If you can't see what you have, you will never be happy.

You are still thinking about whether the teacher asking you to help
other kids in third grade was good for you. I'm sure it was better
for you to be helpful and to exercise your abilities than not to. It
would be helpful now, too.
http://sandradodd.com/service

Sandra




[Non-text portions of this message have been removed]

catfish_friend

--// You shouldn't be transitioning to anything you and your husband don't both agree to try. //--

My husband has decided that he's OK with our daughter being at home for now. He tells me that he was on the fence when the pinworms came up at school and that pushed him over the edge to keeping our 5 year old home.

I am focusing on --

1. having fun with my girls

and,

2. doing my best to meet my husband's needs in family culture.

Is there anything else I should be focusing on?

I made the mistake of shifting things too quickly to begin with. Sandra's 'gradual change' page would have been a better page to come across first before I started trying anything towards unschooling...

It could have saved me a lot of angst in this transition.

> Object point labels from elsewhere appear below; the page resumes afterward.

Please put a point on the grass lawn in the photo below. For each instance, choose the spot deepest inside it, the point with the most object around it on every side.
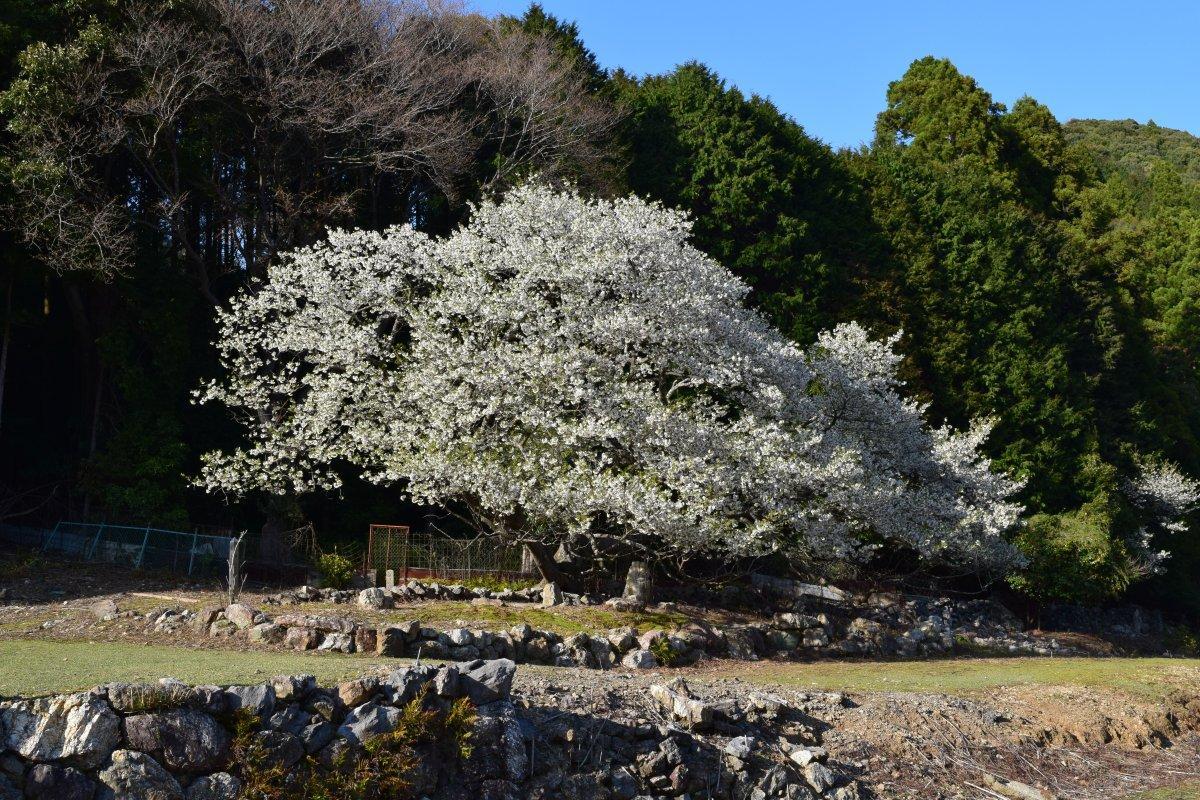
(1150, 678)
(563, 620)
(34, 667)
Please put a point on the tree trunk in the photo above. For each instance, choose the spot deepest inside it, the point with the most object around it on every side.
(4, 348)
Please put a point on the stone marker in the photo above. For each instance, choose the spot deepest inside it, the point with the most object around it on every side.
(637, 583)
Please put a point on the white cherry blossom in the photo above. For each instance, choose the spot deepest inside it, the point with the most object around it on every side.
(570, 367)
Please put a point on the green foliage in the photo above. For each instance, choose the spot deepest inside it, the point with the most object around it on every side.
(663, 651)
(1132, 148)
(381, 770)
(773, 204)
(1181, 639)
(336, 570)
(495, 583)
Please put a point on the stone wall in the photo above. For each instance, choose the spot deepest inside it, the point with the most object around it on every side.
(173, 741)
(169, 740)
(876, 625)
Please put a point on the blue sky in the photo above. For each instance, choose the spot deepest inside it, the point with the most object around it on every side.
(828, 64)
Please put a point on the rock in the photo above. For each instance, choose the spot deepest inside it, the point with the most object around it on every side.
(366, 639)
(279, 749)
(805, 756)
(357, 692)
(293, 687)
(54, 782)
(819, 776)
(377, 597)
(133, 698)
(551, 595)
(291, 720)
(639, 585)
(815, 638)
(623, 785)
(268, 633)
(390, 642)
(651, 637)
(485, 681)
(369, 721)
(137, 776)
(184, 740)
(693, 713)
(258, 699)
(445, 683)
(316, 735)
(739, 746)
(204, 619)
(337, 643)
(222, 629)
(219, 786)
(459, 637)
(105, 611)
(640, 660)
(623, 639)
(78, 729)
(301, 638)
(240, 614)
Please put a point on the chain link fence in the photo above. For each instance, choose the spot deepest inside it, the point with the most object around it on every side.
(435, 555)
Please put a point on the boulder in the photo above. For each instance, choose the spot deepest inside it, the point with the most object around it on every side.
(682, 707)
(268, 633)
(240, 614)
(646, 639)
(279, 749)
(219, 786)
(136, 776)
(376, 597)
(204, 619)
(184, 740)
(551, 595)
(337, 643)
(301, 638)
(78, 729)
(819, 776)
(623, 639)
(459, 637)
(54, 782)
(367, 722)
(105, 611)
(639, 585)
(366, 639)
(357, 692)
(258, 698)
(486, 681)
(222, 629)
(640, 660)
(133, 698)
(390, 642)
(293, 687)
(316, 735)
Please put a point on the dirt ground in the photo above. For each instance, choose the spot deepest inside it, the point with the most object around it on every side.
(1073, 740)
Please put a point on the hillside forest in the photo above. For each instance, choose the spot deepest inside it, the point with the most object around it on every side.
(159, 156)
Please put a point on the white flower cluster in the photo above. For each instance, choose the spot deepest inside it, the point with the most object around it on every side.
(1164, 495)
(575, 366)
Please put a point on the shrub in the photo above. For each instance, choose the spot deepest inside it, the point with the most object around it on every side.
(663, 651)
(381, 770)
(336, 570)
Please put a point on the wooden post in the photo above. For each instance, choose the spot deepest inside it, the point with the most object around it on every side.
(142, 553)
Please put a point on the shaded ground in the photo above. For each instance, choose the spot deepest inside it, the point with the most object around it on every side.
(1089, 728)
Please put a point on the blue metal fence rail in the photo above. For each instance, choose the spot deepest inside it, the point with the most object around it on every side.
(139, 547)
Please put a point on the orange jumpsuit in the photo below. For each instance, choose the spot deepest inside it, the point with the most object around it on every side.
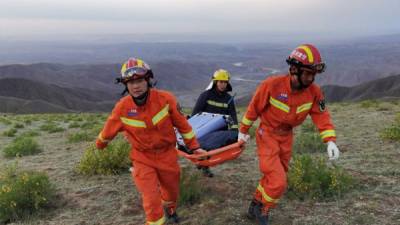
(281, 109)
(150, 131)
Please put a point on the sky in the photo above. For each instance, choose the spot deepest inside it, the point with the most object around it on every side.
(41, 19)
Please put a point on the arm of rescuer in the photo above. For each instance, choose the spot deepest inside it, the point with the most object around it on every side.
(111, 128)
(200, 104)
(232, 113)
(180, 122)
(254, 110)
(321, 118)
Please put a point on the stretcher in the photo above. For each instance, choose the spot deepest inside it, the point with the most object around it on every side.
(202, 124)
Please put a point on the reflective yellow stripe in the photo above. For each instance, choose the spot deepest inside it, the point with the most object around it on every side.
(265, 196)
(328, 133)
(217, 104)
(133, 123)
(139, 63)
(100, 137)
(160, 115)
(280, 105)
(247, 122)
(158, 222)
(308, 52)
(188, 135)
(304, 107)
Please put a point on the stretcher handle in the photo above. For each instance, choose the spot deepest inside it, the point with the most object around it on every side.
(239, 144)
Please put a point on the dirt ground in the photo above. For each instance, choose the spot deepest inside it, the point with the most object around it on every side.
(107, 200)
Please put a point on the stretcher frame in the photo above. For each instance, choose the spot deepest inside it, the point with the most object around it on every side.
(216, 156)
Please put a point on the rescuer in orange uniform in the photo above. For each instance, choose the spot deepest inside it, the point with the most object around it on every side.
(283, 102)
(148, 116)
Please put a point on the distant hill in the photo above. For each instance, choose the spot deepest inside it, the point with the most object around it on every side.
(388, 87)
(26, 96)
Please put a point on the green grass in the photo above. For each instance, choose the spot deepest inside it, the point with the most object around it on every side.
(191, 191)
(51, 127)
(5, 121)
(22, 146)
(112, 160)
(22, 193)
(80, 136)
(10, 132)
(391, 133)
(313, 179)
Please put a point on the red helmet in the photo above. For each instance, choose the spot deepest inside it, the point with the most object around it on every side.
(134, 69)
(307, 56)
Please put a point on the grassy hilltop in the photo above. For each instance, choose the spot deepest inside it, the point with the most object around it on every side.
(367, 137)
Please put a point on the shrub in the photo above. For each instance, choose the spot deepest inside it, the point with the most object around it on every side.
(80, 136)
(28, 121)
(4, 120)
(51, 127)
(313, 179)
(391, 133)
(30, 133)
(74, 125)
(22, 146)
(23, 193)
(18, 125)
(111, 160)
(190, 188)
(10, 133)
(88, 125)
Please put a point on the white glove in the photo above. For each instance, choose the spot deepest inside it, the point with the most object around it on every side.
(333, 151)
(244, 137)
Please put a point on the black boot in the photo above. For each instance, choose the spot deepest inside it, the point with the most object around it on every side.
(256, 212)
(250, 212)
(207, 172)
(171, 216)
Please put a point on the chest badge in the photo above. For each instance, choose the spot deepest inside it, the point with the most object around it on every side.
(132, 112)
(283, 97)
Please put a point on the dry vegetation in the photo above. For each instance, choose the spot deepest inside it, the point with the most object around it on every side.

For the record, I read and re-read pages on Sandra's and Joyce's sites. I really do feel that as I start "getting it" the information there seems to change though the words do not. Funny how understanding works!

Ceci

Sandra Dodd

-=-
For the record, I read and re-read pages on Sandra's and Joyce's sites. I really do feel that as I start "getting it" the information there seems to change though the words do not. Funny how understanding works!-=-

Good thing to remember, if you ever start to tell yourself that your child SHOULD understand something, because it had been experienced, or discussed. As understanding grows, things you saw before will look different. The first time might be written off as a fluke, or blamed on some other factor. If it happens three or four times, THEN one can start to analyze why. Same with adults, same with children.